Submitting your solution

LUNA22-ISMI is a type 2 challenge. In such a challenge, you are expected to submit your solution as an Algorithm container on grand-challenge.org. This container will then be executed on a hidden test set (which is not available to you).

Wrapping an algorithm into a container, however, is not a trivial task. The documentation on grand-challenge.org has a tutorial with an example of wrapping a segmentation algorithm into a container (a U-Net that segments blood vessels in a retinal fundus image). You may choose to go through the documentation in detail (which gives you full control and knowledge of what you are doing), or you may follow a much simpler set of instructions given below (to kickstart your submission process).

📢 Please note that you must be a verified user on grand-challenge.org to be able to create algorithms for this challenge. 


For this challenge, we have provided an example repository for creating a baseline algorithm container. Please follow the instructions presented below to make your own submission to this challenge.

Step 1 - Fork the example repository

  • Fork this repository into your personal GitHub account
  • Make sure to choose your GitHub username as the Owner
  • Install git-lfs
  • Clone the forked repository onto your laptop or server

💡If you cloned your repository after installing git-lfs, then git should automatically pull the large files from the repository as part of the cloning process.  But if you cloned the repository before installing git-lfs, you might only have the pointers to the files stored with git-lfs. Execute the following to pull the large files:

$ git lfs fetch --all
$ git lfs pull

Step 2 - Modify the forked repository

Replace or update the following files with your own versions:

  • The weights of your neural networks under models/
  • The __init__ function in process.py, if necessary
  • The preprocess and predict functions in process.py, if necessary
  • [optional] expected_outputs.json (this is very useful if you are testing your container locally. You can obtain the expected malignancy_risk and nodule_type outputs of your trained models by modifying and running the inference script provided in the baseline training repository.)

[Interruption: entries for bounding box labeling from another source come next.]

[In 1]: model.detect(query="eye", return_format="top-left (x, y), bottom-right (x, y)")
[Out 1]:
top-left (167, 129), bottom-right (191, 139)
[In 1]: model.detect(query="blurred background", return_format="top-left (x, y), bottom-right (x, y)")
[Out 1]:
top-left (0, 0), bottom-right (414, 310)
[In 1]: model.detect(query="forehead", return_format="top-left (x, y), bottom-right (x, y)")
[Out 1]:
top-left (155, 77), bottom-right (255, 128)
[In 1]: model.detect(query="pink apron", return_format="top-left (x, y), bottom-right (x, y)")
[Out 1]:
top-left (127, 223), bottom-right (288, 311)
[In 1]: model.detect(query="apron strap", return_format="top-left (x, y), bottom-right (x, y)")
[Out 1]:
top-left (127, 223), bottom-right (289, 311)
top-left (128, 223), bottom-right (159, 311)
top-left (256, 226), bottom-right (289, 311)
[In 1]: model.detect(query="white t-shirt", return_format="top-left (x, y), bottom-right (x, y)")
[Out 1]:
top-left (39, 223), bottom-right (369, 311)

💡Do not forget to commit and push your changes to the forked repository.


Step 3 - Create an Algorithm page

  • Give an appropriate title for your algorithm (for example, LUNA22-ISMI-Team11)
  • Enter your contact email
  • Display Editors: Yes
  • Modalities: CT
  • Structures: Lung (Thorax)
  • Logo: Upload a square logo for your Algorithm (perhaps representative of your team)
  • Inputs: CT Image (Image)
  • Outputs:
    • Lung nodule malignancy risk (Float)
    • Lung nodule type (Integer)
  • Make sure Image requires gpu is checked
  • Specify the number of gbs required for your algorithm under Image requires memory gb
  • Scroll down and click on Save

Step 4 - Link the forked repository to your Algorithm

Follow this documentation to first install the Grand Challenge app in your GitHub account, and then link the forked repository to your Algorithm.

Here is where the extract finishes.